Two senior appointments in recent weeks highlight a growing area of interest for multi-disciplinary consultancies – Social Value.
Mott MacDonald named Caron Dunlop as social value Technical Director in March while Atkins appointed Penny Anderson as Associate Director of social value.
Meanwhile Amey published its 2020 Social Value Report, revealing that it only bought renewable energy last year and spent almost £5 million with the voluntary, community and social enterprise sector.
So what is social value and why is it suddenly a buzz word for many forward-thinking consultancies?
The Public Services (Social Value) Act came into force back in January 2013, ultimately requiring those commissioning public services to ‘consider’ how they could use the contracts to secure wider social, economic and environmental benefits.
But this duty was tightened in 2018 following the collapse of Carillion. As part of efforts to rebuild trust in public procurement, ministers announced that all major relevant tender processes would now ‘explicitly evaluate’ social value.
“We will ensure that contracts are awarded on the basis of more than just value for money – but a company’s values too, so that their actions in society are rightly recognised and rewarded,” said Cabinet Office minister David Lidington in 2018.
The government then consulted on how to measure performance in this area – and finally developed a Social Value Model to be applied to all procurement processes from the start of this year.
This model lists five themes of social value where bidders can accumulate points – aiding the Covid-19 recovery; fighting climate change; tackling economic inequality; providing equal opportunities; and supporting wellbeing.
Importantly, the government guidance to implementing the Social Value Model says achievements in this area should be worth 10 per cent of the total quality score available to a bid.
Perhaps with all the focus on the pandemic and Brexit at the start of this year, this significant change to public procurement policy may have gone unnoticed by some in industry.
But the appointments we mentioned earlier clearly show that some companies are very much alive to the growing importance of managing – and effectively recording – the social value generated by projects.
Mott MacDonald said Dunlop would help clients “respond to their responsibilities under the Social Value Act” as well as making sure that improving lives was “embedded into project delivery”.
Atkins Practice Director Vicky Hutchinson said Anderson’s appointments would help “better measure and benchmark our performance, increase social value and celebrate and share those insights with our clients, partners and industry”.

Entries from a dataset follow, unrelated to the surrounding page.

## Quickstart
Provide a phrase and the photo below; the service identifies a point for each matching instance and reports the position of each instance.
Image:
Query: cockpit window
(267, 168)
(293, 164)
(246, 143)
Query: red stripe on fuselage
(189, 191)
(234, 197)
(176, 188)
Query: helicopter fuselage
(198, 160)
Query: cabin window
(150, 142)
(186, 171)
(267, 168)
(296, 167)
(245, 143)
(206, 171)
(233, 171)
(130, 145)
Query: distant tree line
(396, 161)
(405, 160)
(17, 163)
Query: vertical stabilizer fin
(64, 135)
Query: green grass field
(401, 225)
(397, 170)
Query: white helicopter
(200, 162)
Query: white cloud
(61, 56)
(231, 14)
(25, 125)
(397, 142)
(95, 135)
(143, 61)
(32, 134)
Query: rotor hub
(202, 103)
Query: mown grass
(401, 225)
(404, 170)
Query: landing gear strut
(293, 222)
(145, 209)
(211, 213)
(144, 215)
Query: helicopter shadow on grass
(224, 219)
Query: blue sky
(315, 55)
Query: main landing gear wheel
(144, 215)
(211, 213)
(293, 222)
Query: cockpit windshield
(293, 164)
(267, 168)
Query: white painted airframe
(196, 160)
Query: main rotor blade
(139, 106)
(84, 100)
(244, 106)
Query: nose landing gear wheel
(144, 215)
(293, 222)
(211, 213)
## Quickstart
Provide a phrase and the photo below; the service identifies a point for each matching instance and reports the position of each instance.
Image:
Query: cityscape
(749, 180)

Amey Head of Social Impact Emily Davies said that, as a public service provider, the company had a role to “empower our employees, suppliers and wider networks to genuinely be a force for positive change and long-term benefit to society”.
As well as helping clients comply with the law, and boosting their own chances of winning work, there is a third driving force for companies to up their game on social value.

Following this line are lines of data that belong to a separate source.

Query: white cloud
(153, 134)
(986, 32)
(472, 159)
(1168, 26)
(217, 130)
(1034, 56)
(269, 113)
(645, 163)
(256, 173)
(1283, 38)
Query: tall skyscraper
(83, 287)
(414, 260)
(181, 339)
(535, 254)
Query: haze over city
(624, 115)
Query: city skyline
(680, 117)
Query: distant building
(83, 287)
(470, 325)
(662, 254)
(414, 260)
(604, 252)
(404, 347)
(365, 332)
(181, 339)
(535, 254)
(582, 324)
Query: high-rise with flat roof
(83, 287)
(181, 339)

With opposition to big infrastructure projects causing a number of notable planning delays, project promoters are increasingly keen to demonstrate the added value of their schemes.
For residents of a Buckinghamshire or Cheshire village facing years of disruption from the construction of High Speed 2, for example, the fact the finished rail line will get people from Manchester to London an hour quicker is unlikely to sway their feelings about the project.

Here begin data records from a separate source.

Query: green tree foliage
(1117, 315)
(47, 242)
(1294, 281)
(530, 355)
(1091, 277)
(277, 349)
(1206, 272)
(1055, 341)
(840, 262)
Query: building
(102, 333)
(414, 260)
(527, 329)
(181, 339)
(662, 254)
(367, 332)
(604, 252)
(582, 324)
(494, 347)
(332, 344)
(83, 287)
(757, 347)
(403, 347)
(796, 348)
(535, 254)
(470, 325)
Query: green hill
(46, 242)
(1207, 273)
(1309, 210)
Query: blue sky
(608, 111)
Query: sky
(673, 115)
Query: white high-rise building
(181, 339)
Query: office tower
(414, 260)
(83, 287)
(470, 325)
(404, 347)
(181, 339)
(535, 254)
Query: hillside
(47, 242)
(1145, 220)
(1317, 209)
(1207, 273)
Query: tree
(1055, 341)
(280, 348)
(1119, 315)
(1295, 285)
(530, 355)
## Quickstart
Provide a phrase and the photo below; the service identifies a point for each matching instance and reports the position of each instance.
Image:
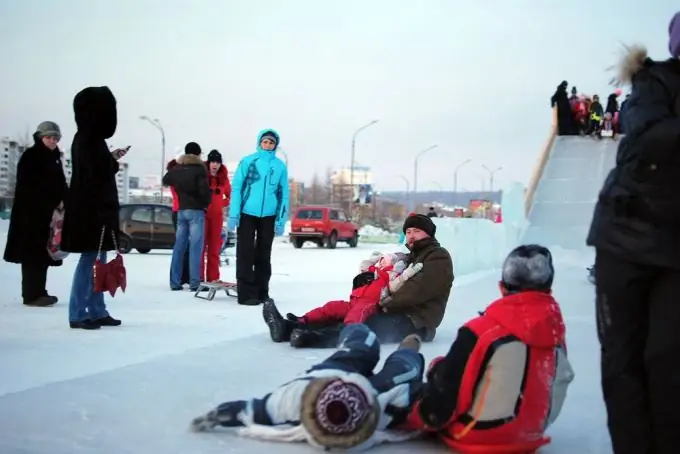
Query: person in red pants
(212, 244)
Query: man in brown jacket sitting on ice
(418, 307)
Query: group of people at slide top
(256, 207)
(580, 114)
(500, 385)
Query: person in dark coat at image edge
(636, 234)
(91, 203)
(565, 118)
(40, 188)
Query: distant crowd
(580, 114)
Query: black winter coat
(189, 178)
(637, 216)
(40, 187)
(92, 201)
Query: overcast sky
(475, 78)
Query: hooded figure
(636, 235)
(565, 119)
(218, 180)
(92, 203)
(40, 188)
(259, 209)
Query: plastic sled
(516, 448)
(211, 288)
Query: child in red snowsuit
(369, 288)
(505, 378)
(218, 180)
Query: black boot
(228, 414)
(279, 327)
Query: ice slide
(567, 189)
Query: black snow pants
(638, 323)
(255, 237)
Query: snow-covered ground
(133, 389)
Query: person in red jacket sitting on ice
(214, 218)
(380, 276)
(505, 378)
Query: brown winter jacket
(423, 298)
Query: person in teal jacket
(258, 211)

Such groups need to be sold additional benefits to them and their communities – perhaps jobs for local people, new amenities, environmental wins or lifestyle benefits. Essentially this comes back to the social value model drawn up by the government.
Of course, local opposition has always existed to major construction projects, but in an age where budgets are extremely stretched following a pandemic, where patience is thin and where the UK has committed to slashing its carbon output, the stakes are raised.
Just look at the drawn-out legal wrangle Heathrow has found itself in trying to get its third runway approved. The Court of Appeal in 2020 ruled that a green light given by then transport secretary Chris Grayling in 2018 was unlawful as it failed to take into account the 2015 Paris Agreement on Climate Change.
Although the Supreme Court eventually overturned the Court of Appeal decision, when Heathrow does wish to pick the scheme back up again in the coming years it still has to go through a full planning process and have its application assessed against updated emissions targets.
Campaigners have pledged to continue to fight the scheme and it is clear that a major PR battle lies ahead for Heathrow if it does decide to resuscitate expansion – one where social value is likely to play a key role.
So, if clients increasingly see the need and benefit of understanding social value, it is no surprise that the consultancies who advise them are quickly building expertise in this area. Being left behind on this topic would not be a smart business move for any company in the sector.
We expect to see a growing surge of senior roles coming up at consultants and others that are focused on capturing the added benefits of infrastructure projects to society.
To succeed in these positions, individuals will of course need to understand both the industry and the wider context it exists in, instinctively knowing what matters to the communities in which they operate.
As such a new and fast-growing area, it is likely that many people will rise quickly from within consultancies after demonstrating an aptitude and interest in social value, while others may be recruited from clients or other parts of the sector. Economic development and sustainability teams are possibly good places to start looking for the skills required.
If you work within the industry and believe you have what it takes to lead a consultancy’s social value function, this could be a very fruitful career path to start exploring.